Article ID Journal Published Year Pages File Type
6815173 Psychiatry Research 2014 5 Pages PDF
Abstract
The Hypomanic Personality Scale (HPS) was designed to measure a predispositional personality style to bipolar disorder. Its properties have largely been assessed in non-clinical samples. We undertook a number of analyses to determine if it is likely to be a measure of actual personality style or is confounded by items capturing hypomanic/manic mood symptoms. A total of 112 bipolar and 164 unipolar patients completed the measure. Several principal components analyses were undertaken and associations were examined between HPS items and scores on a measure designed to identify bipolar disorder - the Mood Swings Questionnaire (MSQ).

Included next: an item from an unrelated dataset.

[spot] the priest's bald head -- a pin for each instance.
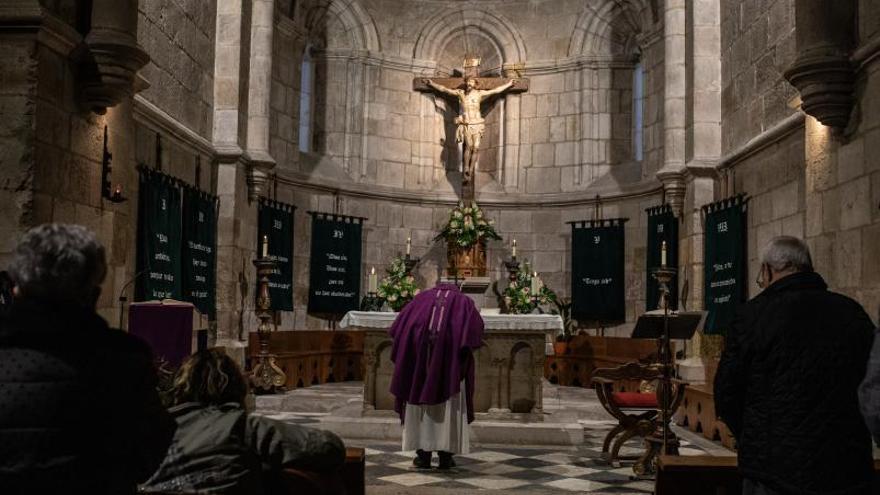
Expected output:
(59, 263)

Principal components analyses generated a similar set of four factors in both the unipolar and bipolar sample sub-sets and congruent with previous analyses undertaken in non-clinical samples, suggesting identification of normative dimensions that underpin hypomanic and manic mood states. A number of HPS items correlated highly with the MSQ. Results suggest that HPS is unlikely to simply be a measure of personality style and appears strongly confounded by hypomanic/manic mood symptoms. The measure may therefore - in its current form - be inappropriate for at-risk research seeking to determine the capacity of personality style to predict onset of a bipolar disorder.